Die Ducati Panigale V4R vom deutschen Langstrecken-Team ERC Endurance

Die deutsche Langstrecken-WM-Equipe ERC Endurance nutzte die Gelegenheit, zusammen mit dem Superbike-Werksteam von Ducati Corse auf der portugiesischen Rennstrecke in Portimaõ zu testen.

Ducati Corse versammelte seine Teams in der Superbike- und Endurance-Weltmeisterschaft für zwei Testtage im portugiesischen Portimaõ. Nach ihrem Debüt auf der Panigale V4r beim WM-Lauf in Sepang Mitte Dezember bot sich für ERC Endurance die Gelegenheit, im Vorfeld des 24-Stunden-Rennens in Le Mans eng mit den Ducati-Technikern zusammenzuarbeiten.

Obwohl er in Malaysia nicht mit der Ducati Panigale gefahren war, war Julien Da Costa schneller als seine Teamkollegen Louis Rossi und Ondřej Ježek. «Die ersten Runden haben mich positiv überrascht. In meiner 20-jährigen Karriere habe ich noch nie zuvor eine Ducati mit Rennspezifikation getestet. Man kann die Renn-DNA der Maschine sofort erkennen», so der Franzose. «Die Panigale ist nicht mit einem japanischen Fabrikat oder mit einer BMW zu vergleichen. Das Setup ist darauf ausgelegt, die Effizienz zu maximieren.»
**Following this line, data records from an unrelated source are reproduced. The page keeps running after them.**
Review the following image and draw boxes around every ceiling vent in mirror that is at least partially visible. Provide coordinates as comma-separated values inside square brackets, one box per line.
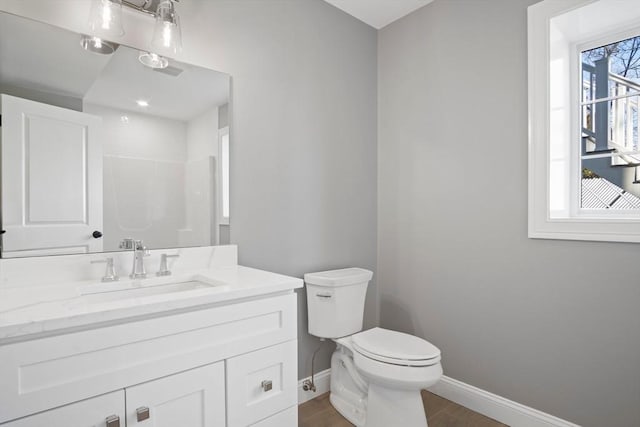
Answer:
[153, 65, 184, 77]
[80, 35, 119, 55]
[138, 52, 169, 69]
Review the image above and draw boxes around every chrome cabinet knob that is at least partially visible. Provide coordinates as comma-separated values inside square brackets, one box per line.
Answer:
[136, 406, 150, 421]
[105, 415, 120, 427]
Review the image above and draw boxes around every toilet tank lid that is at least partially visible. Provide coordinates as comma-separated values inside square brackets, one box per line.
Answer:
[304, 267, 373, 287]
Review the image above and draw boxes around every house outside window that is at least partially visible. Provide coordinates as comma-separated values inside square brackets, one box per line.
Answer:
[529, 0, 640, 242]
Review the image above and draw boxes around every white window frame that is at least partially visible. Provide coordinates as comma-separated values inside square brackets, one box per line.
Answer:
[528, 0, 640, 242]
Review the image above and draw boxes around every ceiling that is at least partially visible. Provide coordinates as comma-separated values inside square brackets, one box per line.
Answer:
[0, 13, 229, 121]
[325, 0, 433, 30]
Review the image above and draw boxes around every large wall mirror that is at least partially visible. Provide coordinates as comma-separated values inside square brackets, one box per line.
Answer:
[0, 13, 230, 258]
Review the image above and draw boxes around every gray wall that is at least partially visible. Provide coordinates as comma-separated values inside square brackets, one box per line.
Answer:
[378, 0, 640, 427]
[212, 0, 377, 378]
[0, 0, 377, 377]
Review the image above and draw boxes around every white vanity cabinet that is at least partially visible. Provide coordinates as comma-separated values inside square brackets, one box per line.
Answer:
[0, 292, 297, 427]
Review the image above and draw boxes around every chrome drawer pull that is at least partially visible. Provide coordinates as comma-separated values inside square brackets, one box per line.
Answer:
[105, 415, 120, 427]
[136, 406, 150, 421]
Da Costa zeigte sich auch von der Unterstützung der Italiener angetan. «Sie sind äußerst aufmerksam und hören sehr genau zu. Wir haben einen Motorkonstrukteur, der unsere Fortschritte im Laufe des Jahres ganz genau verfolgt. Man merkt, dass sie wirklich an der Langstrecken-Weltmeisterschaft interessiert sind.»

Auch Rossi zeigt sich nach den beiden Testtagen zufrieden. «Das Wichtigste an diesem Test war für uns, die Kilometerleistung für die 24-Stunden-Rennen zu steigern. Die Panigale hat ein enormes Potenzial in Bezug auf Motor, Elektronik und Fahrwerk. Wir beginnen, ein immer besseres Gefühl für die Maschine zu bekommen. In Malaysia war noch alles neu für uns. In Portimaõ konnten wir ohne Druck unsere Runden drehen.»

«Ducati Corse zeigt volle Unterstützung für unser Team», freut sich Teammanager Uwe Reinhardt über das Engagement. «Zumindest ein Ingenieur ist nicht nur bei den Rennen, sondern auch bei den privaten Tests dabei, weil wir nicht in die Elektronik eingreifen können. In Sepang waren zwei Techniker anwesend, die das Superbike-Motorrad von Grund auf kennen. Auch in Le Mans werden sie uns unterstützen und unsere Mechaniker ausbilden.»